Prima di allora era uno smanettone di internet che saltellava da un lavoretto all’altro.

«Finita l’università ho lavorato in un’azienda di web design e poi in una società di mutui ma ho sempre avuto una grande passione per la scrittura. Scrivo storie di fantapolitica fin da quando ero bambino… Poi certo, quando ho capito che con le pubblicità di Google potevo guadagnare cinque volte il denaro che prendevo con fatica con i miei impieghi offline, mi sono detto che doveva diventare un lavoro. Ho sempre amato il giornalismo».

Il giornalismo?

«Sì, certo. I ragazzi che collaborano con me devono innanzitutto sapere come funzionano l’informazione e la politica americana, poi occorre anche avere senso dell’umorismo e abilità nel costruire storie ma, prima di ogni altra cosa, devono sapere di che cosa si parla».
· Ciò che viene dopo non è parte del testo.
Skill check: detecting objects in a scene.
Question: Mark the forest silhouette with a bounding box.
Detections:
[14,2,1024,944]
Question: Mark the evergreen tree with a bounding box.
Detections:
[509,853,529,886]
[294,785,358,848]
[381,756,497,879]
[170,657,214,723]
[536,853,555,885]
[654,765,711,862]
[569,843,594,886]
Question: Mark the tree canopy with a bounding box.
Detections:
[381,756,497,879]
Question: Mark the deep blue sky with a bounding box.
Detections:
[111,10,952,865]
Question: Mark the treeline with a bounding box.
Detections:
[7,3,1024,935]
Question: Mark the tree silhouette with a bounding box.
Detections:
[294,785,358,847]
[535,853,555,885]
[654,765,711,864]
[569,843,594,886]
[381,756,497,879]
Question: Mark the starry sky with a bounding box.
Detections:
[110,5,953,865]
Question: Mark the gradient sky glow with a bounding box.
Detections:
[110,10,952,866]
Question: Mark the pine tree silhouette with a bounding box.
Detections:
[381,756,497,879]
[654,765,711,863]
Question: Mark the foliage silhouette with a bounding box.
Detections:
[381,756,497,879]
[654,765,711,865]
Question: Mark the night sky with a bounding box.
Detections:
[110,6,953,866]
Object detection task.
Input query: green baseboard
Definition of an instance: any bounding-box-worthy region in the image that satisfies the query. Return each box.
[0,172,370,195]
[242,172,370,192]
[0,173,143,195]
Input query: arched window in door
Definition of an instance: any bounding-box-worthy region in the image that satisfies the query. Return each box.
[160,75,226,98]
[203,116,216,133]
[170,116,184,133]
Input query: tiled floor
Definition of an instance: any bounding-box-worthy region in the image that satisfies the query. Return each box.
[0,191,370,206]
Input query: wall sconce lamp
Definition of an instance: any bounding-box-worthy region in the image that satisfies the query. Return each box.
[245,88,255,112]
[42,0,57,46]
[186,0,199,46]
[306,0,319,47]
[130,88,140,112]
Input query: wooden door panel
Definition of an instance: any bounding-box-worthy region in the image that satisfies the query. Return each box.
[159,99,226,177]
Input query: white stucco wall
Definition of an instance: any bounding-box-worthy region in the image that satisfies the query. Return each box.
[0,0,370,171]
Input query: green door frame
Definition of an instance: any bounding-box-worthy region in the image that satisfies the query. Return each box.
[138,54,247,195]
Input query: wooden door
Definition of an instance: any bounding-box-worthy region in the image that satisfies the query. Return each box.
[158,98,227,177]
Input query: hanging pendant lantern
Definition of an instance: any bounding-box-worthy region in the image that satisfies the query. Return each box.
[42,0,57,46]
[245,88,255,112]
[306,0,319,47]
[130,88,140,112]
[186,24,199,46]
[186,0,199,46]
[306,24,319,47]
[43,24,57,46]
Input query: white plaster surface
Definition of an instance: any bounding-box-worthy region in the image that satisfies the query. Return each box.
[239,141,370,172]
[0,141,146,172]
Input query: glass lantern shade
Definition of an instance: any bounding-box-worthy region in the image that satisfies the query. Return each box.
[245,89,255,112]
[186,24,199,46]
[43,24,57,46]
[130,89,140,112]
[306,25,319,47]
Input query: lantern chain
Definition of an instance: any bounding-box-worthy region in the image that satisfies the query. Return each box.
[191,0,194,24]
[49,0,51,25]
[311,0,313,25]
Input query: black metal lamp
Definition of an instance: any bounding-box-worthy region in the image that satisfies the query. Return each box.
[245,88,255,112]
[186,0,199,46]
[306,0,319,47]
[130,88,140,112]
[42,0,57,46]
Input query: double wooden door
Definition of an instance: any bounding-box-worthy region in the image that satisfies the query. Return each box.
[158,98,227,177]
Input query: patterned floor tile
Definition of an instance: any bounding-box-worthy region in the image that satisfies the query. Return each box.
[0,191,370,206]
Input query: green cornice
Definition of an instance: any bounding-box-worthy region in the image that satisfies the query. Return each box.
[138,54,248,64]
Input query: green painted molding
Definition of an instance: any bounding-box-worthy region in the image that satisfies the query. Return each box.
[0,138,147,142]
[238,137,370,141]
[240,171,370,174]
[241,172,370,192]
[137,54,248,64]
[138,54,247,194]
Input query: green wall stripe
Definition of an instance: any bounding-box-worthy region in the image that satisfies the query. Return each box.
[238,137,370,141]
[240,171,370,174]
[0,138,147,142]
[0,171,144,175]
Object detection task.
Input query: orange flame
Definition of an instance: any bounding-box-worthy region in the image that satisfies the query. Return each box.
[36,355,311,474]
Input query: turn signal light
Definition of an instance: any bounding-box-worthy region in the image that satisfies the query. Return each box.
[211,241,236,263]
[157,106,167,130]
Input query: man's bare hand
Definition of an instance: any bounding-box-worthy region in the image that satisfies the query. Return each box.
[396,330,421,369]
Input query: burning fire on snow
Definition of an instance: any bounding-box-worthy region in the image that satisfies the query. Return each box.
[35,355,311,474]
Cioè ci sta dicendo che per creare notizie false bisogna conoscere la «verità»?

«Esatto. Le storie false, per catturare davvero l’attenzione dei lettori, devono essere verosimili. Se scrivi cose totalmente lontane dalla realtà o che non hanno elementi di verità rischi di fare flop. Certo Donald Trump ha cambiato le cose…».

In che senso?

«Trump crede che il cambiamento climatico sia una bufala. È totalmente imprevedibile nelle cose che dice e pensa e quindi è difficilissimo fare satira o costruire fake news su di lui perché lui stesso è una fake news. Voglio dire, è diventato un mio competitor!».
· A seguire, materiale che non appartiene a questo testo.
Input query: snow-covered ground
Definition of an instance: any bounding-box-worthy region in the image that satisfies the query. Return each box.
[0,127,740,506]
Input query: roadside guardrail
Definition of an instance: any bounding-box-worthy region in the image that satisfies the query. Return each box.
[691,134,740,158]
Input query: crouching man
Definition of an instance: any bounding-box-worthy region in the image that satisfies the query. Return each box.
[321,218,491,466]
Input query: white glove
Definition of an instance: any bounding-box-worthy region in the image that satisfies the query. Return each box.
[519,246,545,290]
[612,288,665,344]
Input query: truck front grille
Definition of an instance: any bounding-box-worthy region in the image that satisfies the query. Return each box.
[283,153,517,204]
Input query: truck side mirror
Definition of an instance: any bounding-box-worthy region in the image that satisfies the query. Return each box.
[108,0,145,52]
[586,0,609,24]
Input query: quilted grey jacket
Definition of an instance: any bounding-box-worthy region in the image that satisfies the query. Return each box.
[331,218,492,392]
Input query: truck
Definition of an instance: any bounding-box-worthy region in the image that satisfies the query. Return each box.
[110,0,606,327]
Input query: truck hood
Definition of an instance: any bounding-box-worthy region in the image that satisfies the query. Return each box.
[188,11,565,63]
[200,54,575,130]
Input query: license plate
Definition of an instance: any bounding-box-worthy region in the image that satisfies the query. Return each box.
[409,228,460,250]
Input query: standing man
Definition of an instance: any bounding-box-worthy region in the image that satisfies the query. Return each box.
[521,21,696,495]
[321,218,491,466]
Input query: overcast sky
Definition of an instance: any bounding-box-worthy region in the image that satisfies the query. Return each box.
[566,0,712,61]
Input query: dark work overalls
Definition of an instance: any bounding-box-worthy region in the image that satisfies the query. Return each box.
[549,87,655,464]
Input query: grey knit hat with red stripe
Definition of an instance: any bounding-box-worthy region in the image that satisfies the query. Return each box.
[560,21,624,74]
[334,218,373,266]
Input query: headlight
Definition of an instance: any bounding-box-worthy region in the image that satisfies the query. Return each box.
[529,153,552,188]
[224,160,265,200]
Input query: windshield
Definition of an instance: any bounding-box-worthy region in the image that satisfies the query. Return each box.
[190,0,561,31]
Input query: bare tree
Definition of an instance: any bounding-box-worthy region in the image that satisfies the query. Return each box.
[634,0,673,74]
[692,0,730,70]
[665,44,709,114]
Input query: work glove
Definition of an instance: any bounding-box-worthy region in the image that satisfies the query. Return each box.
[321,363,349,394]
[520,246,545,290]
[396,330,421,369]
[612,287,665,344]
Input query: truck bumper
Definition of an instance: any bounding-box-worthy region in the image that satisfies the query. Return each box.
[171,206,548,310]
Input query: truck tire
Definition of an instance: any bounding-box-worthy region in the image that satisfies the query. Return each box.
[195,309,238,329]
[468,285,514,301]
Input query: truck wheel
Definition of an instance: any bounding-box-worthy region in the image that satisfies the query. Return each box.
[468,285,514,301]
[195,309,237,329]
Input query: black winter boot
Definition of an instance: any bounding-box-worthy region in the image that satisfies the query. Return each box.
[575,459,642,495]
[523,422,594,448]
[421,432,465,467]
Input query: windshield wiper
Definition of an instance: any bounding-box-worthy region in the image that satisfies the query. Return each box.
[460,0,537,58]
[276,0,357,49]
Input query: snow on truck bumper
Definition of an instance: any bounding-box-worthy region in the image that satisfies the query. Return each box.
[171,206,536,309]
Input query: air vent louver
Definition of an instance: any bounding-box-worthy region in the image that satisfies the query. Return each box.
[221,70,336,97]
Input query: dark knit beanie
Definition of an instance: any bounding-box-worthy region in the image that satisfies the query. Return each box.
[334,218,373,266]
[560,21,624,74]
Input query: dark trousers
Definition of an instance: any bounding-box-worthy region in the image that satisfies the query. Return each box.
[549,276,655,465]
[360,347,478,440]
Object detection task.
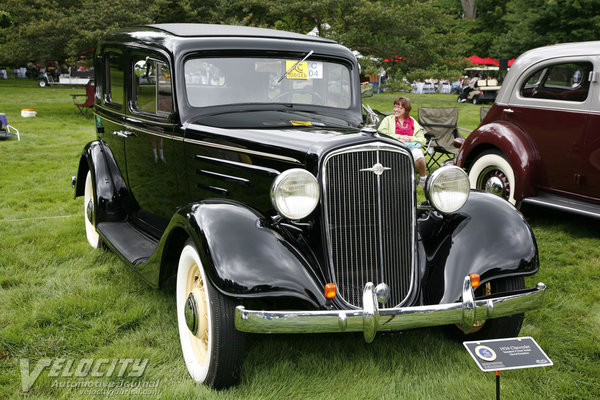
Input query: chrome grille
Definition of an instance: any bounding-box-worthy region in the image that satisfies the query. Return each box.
[322,144,415,307]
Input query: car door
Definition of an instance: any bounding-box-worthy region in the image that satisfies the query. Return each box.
[581,58,600,202]
[123,50,183,237]
[96,48,128,202]
[504,57,593,193]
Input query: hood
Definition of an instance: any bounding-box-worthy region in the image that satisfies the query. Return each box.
[184,114,398,174]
È il presidente eletto. Lei dice di aver contribuito alla sua elezione. Può spiegarci in che modo?

«Beh, tutte quelle storie che ho creato e diffuso venivano condivise dai suoi supporter, ma ho fatto un enorme errore di valutazione».

Cioè?

«Io credevo che quelle notizie l’avrebbero danneggiato e invece è successo il contrario. Ad esempio, quando ho scritto che gli Amish erano diventati suoi supporter, l’ho fatto per ridicolizzarlo, speravo che leggendo queste cose le persone pensassero che era una follia votare per lui».

E invece?

«E invece i suoi supporter si limitavano a leggere il titolo e il sommario e, così facendo, hanno finito con il dare a quelle notizie il significato che volevano. Il punto è che quando leggi un mio articolo, vedi che, al di là del titolo e del primo paragrafo, più vai avanti e più la storia diventa ridicola e paradossale. Sono articoli di satira, ma sono stati usati per altri scopi».

Dunque sta dicendo che tutto questo nasce da un problema di sopravvalutazione dei lettori. In passato ha detto il contrario, cioè che Internet adesso è molto peggio di cinque anni fa, Ohe i lettori non capiscono.

«E vero. Le persone leggono qualsiasi cosa che confermi le loro idee senza farsi domande e così diventano ancora più stupide».

Come si sente quando pensa di fare parte di quella categoria di persone che lavorano, come dice lei, sulla stupidità umana?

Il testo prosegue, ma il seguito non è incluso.